Trump is the rearguard, not the vanguard

Most readers are probably sick of inauguration coverage; I know I am. Instead I want to point you to something that deals with some more underlying characteristics of American politics, and which happens to convey a surprisingly hopeful message.

The piece is by Reuben Fischer-Baum and Dhrumil Mehta at FiveThirtyEight, in which they’ve collated opinion polling from the eight years of Barack Obama’s presidency and presented it in a neat interactive graph.

The headline data series is a familiar one, Obama’s approval rating. It falls sharply at the start of his term and stays reasonably flat from there, rising noticeably in both election years (2012 and 2016). Approval of Congress starts from a much lower base, falls a bit less sharply, and stays down.

Almost half of the others that they plot refer to various aspects of Obama’s job performance, and the majority mirror the approval ratings. I don’t think any of these are very informative: partly because they don’t tell you why people are satisfied or not (someone who disapproves “of Obama’s handling of the situation in Iraq”, for example, could think he was too belligerent or not belligerent enough), but also because too often they’re determined by general political reasons. Voting intention tends to drive opinions on political issues, rather than the other way around.

The most dramatic example of that is the question of holding “an unfavorable view of Russia”. From a low of just over 40% in early 2011, that rose steadily to 70% four years later, before easing slightly and then plunging during 2016 to just over 50%. No doubt you could find other possible reasons for that movement, but the obvious one is the appearance of a pro-Russian presidential candidate with a loyal following who were disposed to echo his policy pronouncements.

Where it gets interesting, though, is with the issues that aren’t presented in political terms. Seven such issues – legal abortion, the death penalty, concern about global warming, legalisation of marijuana, same-sex marriage, assessment of race relations and approval of trade unions – have all moved in a consistently progressive direction over the eight-year period.

Some of the changes are very substantial. Support for marriage equality has risen from about 40% to above 60%; support for marijuana legalisation has gone from the high 30s to the high 50s. Opposition to the death penalty, which has long lagged behind other liberal causes, has gone from below 30% to above 40%.

Nothing at all has moved so clearly in the other direction. Perhaps the closest is the belief that “Obama should close Guantanamo Bay”, which fell from above 40% to around 30% before recovering most of that ground. (It may be that mention of Obama in the question led to a better match with his approval rating.) Two questions on gun control showed almost no change, while concern about civil liberties in the context of anti-terrorism policies rose mid-term before falling back to close to its starting point.

And the most broadly philosophical question, as to whether one would prefer a larger government providing more services to a smaller government providing fewer services, produces a flat trend line around the 40% mark.

So there is no evidence that the election of Donald Trump reflects some pronounced swing to the right in Americans’ values or beliefs. On the contrary, the evidence, such as it is, suggests the opposite. The angry white men who make up Trump’s main support base do not amount to a majority – indeed, that fact is one of the very things they are angry about.
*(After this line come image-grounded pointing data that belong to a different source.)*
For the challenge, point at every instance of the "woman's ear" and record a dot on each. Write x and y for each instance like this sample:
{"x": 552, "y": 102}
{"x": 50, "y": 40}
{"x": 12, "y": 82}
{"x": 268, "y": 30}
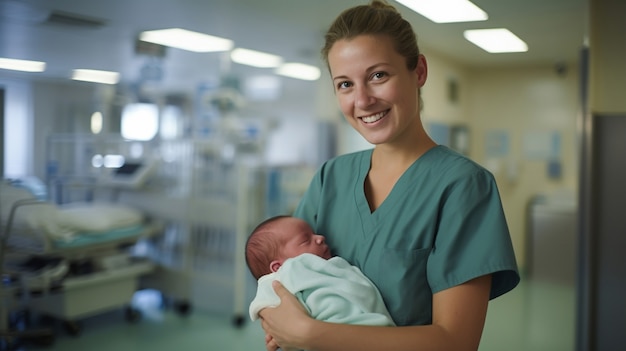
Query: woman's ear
{"x": 274, "y": 265}
{"x": 422, "y": 70}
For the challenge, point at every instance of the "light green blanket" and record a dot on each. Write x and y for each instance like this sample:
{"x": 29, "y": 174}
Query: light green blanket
{"x": 331, "y": 290}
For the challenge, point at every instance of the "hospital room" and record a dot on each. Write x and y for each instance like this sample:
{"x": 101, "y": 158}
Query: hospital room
{"x": 135, "y": 166}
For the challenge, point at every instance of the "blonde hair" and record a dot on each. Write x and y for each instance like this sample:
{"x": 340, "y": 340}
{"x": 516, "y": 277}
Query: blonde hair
{"x": 376, "y": 18}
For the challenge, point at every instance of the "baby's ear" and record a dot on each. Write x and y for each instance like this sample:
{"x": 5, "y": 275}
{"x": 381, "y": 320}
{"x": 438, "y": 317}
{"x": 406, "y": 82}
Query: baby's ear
{"x": 274, "y": 265}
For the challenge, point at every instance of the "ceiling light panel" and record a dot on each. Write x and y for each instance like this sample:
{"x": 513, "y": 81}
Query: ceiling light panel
{"x": 496, "y": 40}
{"x": 22, "y": 65}
{"x": 187, "y": 40}
{"x": 95, "y": 76}
{"x": 299, "y": 71}
{"x": 446, "y": 11}
{"x": 255, "y": 58}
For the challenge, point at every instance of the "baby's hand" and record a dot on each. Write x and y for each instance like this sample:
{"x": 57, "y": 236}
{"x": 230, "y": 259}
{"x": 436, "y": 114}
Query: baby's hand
{"x": 283, "y": 324}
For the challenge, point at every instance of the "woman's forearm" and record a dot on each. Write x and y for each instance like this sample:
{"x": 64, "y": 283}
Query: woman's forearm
{"x": 325, "y": 336}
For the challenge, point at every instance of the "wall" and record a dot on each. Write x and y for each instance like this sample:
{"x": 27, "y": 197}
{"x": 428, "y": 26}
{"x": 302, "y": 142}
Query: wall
{"x": 525, "y": 105}
{"x": 18, "y": 136}
{"x": 58, "y": 107}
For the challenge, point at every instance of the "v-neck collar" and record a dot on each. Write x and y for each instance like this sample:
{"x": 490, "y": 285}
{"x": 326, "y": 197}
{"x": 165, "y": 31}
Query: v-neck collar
{"x": 368, "y": 217}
Trumpism, like many other far-right movements in history, is a defensive reaction, of people who see the tide of history turning away from them. The description “populism” is misleading if it leads us to see it as the voice of the majority; Hillary Clinton won the popular vote convincingly, and may well have won by more if Americans voted in proportion to their race and age demographics.

That’s no cause for blind optimism. Rearguards sometimes win battles, and historical tides sometimes go into reverse (as several of these same indicators did in the 1970s and 1980s). And Trump really is president. But some longer term confidence is not without foundation.